How can BigDecimal make no floating point inaccuracy?

I have known there is floating point inaccuracy regardless of OS, programming language. I, however, found there is no inaccuracy in this example. How can be this possible? I think converting stirng to double is needed for calculation, so there should be floating point inaccuracy!

import java.math.*;

class NoErrorBigDecimal {
    public static void main(String[] args)
    {
        BigDecimal e1=new BigDecimal("1.6");
        BigDecimal e2=new BigDecimal("0.1");


        System.out.println("result of add : "+e1.add(e2));
        System.out.println("result of multiplication : "+e1.multiply(e2));
    }
}

Upvotes: 0

Views: 1503

Answers (2)

David Olson
David Olson

Reputation: 22

Okay, so the inference here is that Double offers greater precision than BigDecimal, or provides "no floating point inaccuracy." You are correct in stating that every programming language has to make concessions for rounding. Java is no different.
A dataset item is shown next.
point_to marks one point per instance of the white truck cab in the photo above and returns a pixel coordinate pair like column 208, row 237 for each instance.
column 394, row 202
Relative to other number types, BigDecimal offers greater control to the programmer over scale and rounding through numerous constructors such as 'BigDecimal(long val, MathContext mc)' and rounding modes (e.g., 'ROUND_UP') [see Java 7 API- http://docs.oracle.com/javase/7/docs/api/java/math/BigDecimal.html]. This is the reason that BigDecimal is the preferred type when dealing with currency.

Upvotes: -2

Stephen C
Stephen C

Reputation: 718788

How can BigDecimal make no floating point inaccuracy?

The answer is that it cannot.

Floating point inaccuracy (as you call it) is a fundamental of practical number representations used in computers.

The counter example for the proposition for BigDecimal is that the value of 1 / 3 cannot be represented precisely using a single BigDecimal (or a float or double for that matter).

  • It would be representable precisely using a base-3 floating point representation, but that is impractical.

  • It would be representable precisely by a (hypothetical) arbitrary precision rational number representation, but there is no standard Java SE class that implements that.

Another counter-example is Pi (3.14159...). Since it is irrational, it does not have a finite numeric representation (except in an impractical sense that involves circular logic ...)


On the other hand, if you confine yourself to numbers that you can represent precisely as finite decimal floating-point strings (like "1.6" and "0.1"), then BigDecimal can represent all of those numbers ... precisely.

I think converting stirng to double is needed for calculation, so there should be floating point inaccuracy!

Actually, it doesn't follow that there will be inaccuracy. It depends on the specific calculation, the specific representation, and (often) the actual values. For example:

  • I can (trivially) implement the calculation 1 / 2 and (provided the hardware works) guarantee that the the result will be represented accurately as a float or double.

  • The conversion of a decimal number in String form to a BigDecimal does not involve any calculation that has risk of loss of accuracy. (As implemented by the standard libraries, and assuming that there is O(N) available memory ... where N is the input string length.)